Al di là dell’introduzione della personaggio dell’anima, la regia di Riccardo Canessa contiene trovate tanto simpatiche quanto funzionanti; è una buona idea puntare alla semplicità, disegnando il mondo contadino delle montagne svizzere con garbo e dolcezza. Il coro ha un ruolo importante nell’azione, canta accompagnandosi dagli strumenti (ovviamente finti), giudica Amina puntando con una certa crudeltà il dito verso la povera fanciulla e con la stessa veemenza la difende arrivando con dei grandi fogli di giornali dove a caratteri cubitali è stampato “Amina Innocente”.

Semplici e colorate sono le scene di Alfredo Troisi: i personaggi de La Sonnambula sono boscaioli e i boschi che li circondano sono ricchi di abeti verdissimi sotto i cieli azzurri. Il palcoscenico è generosamente lasciato libero per gli interventi del coro, davvero ottimo per la recitazione e la qualità del canto. Non sarebbe una cattiva idea, visto che la bellezza folgorante della Sonnambula belliniana sta nel belcanto, tuttavia Troisi ritiene necessario l’uso degli elementi scenici che nulla aggiungono all’azione. Si potrebbe definirli “praticabili”, sono molto simili agli elementi copiosamente usati nei balletti ottocenteschi. Ci sono una specie di cattedra una scala all'interno sulla cui cima appaiono i personaggi intonano le loro belle arie; un abete sempreuna scala; una specie di macina. Se le dichiarazioni avvengono dalla cattedra, i dialoghi spesso si svolgono attorno all’abete. La logica di interazione con l’uso dell’abete rimane pressappoco incomprensibile e il praticabile sembra servire soltanto per ravvivare l’azione. Molto suggestiva, invece, la scena in cui Amina nello stato di sonnambulismo rischia di perdere la vita camminando sul vecchio ponte rappresentato da una passerella che si intravede tra i rami degli alberi con uno sfondo di cieli multicolori.

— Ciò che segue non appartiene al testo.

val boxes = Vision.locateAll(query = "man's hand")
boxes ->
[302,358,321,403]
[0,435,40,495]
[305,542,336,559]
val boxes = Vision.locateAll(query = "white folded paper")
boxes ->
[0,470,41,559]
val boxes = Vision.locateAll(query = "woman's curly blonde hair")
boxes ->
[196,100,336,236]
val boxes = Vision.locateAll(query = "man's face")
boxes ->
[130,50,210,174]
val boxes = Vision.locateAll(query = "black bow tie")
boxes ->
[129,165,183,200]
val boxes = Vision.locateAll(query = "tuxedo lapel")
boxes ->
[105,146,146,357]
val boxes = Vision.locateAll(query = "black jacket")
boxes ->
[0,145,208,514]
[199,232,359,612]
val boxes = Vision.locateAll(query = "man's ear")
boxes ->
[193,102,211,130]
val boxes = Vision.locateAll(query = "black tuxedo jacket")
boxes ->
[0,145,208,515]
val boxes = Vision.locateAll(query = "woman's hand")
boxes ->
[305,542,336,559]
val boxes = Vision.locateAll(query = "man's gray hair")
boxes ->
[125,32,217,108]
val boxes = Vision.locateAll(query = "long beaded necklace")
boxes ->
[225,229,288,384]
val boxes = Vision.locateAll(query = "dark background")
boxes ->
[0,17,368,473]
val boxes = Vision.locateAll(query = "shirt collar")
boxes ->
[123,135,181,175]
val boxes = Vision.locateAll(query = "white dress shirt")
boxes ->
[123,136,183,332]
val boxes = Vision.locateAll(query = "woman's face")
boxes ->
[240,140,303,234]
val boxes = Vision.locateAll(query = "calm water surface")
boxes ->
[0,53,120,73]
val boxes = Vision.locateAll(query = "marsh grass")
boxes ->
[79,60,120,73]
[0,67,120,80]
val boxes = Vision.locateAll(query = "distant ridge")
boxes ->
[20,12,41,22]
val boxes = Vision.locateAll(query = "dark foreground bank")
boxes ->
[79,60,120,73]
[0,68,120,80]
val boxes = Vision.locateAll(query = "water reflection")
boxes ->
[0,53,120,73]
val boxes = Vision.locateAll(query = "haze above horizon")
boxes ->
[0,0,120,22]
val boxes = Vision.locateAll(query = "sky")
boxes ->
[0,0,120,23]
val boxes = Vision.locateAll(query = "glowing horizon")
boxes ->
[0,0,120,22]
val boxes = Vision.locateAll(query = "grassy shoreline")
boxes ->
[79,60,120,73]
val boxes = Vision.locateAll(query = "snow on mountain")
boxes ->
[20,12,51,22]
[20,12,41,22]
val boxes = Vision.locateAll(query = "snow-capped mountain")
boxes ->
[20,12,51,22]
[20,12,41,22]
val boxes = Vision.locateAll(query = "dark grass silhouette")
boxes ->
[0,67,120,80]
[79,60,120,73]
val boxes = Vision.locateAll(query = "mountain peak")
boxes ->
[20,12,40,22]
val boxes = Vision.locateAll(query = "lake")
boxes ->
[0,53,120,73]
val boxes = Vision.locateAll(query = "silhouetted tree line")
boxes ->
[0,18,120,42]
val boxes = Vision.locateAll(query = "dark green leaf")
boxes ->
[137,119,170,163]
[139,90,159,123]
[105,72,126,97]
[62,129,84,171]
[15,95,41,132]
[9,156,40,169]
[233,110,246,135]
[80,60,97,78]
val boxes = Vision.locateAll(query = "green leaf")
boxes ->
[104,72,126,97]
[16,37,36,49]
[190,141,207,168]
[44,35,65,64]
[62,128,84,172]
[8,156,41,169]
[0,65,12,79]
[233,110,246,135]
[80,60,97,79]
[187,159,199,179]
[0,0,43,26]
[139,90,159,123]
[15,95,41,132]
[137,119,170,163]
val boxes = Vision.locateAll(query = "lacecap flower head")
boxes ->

Semplici e belli nella loro semplicità e nei colori delicati sono i costumi di Mariano Tufano.

Lo spettacolo coinvolgente da una grande forza vitale, nonostante alcune debolezze, non può non conquistare il numeroso pubblico che accoglie la compagnia di canto con calore ed entusiasmo. Qualcosa di simile a un delirio per Bianca Tognocchi, grandissimi applausi per il resto del cast e il direttore d’orchestra.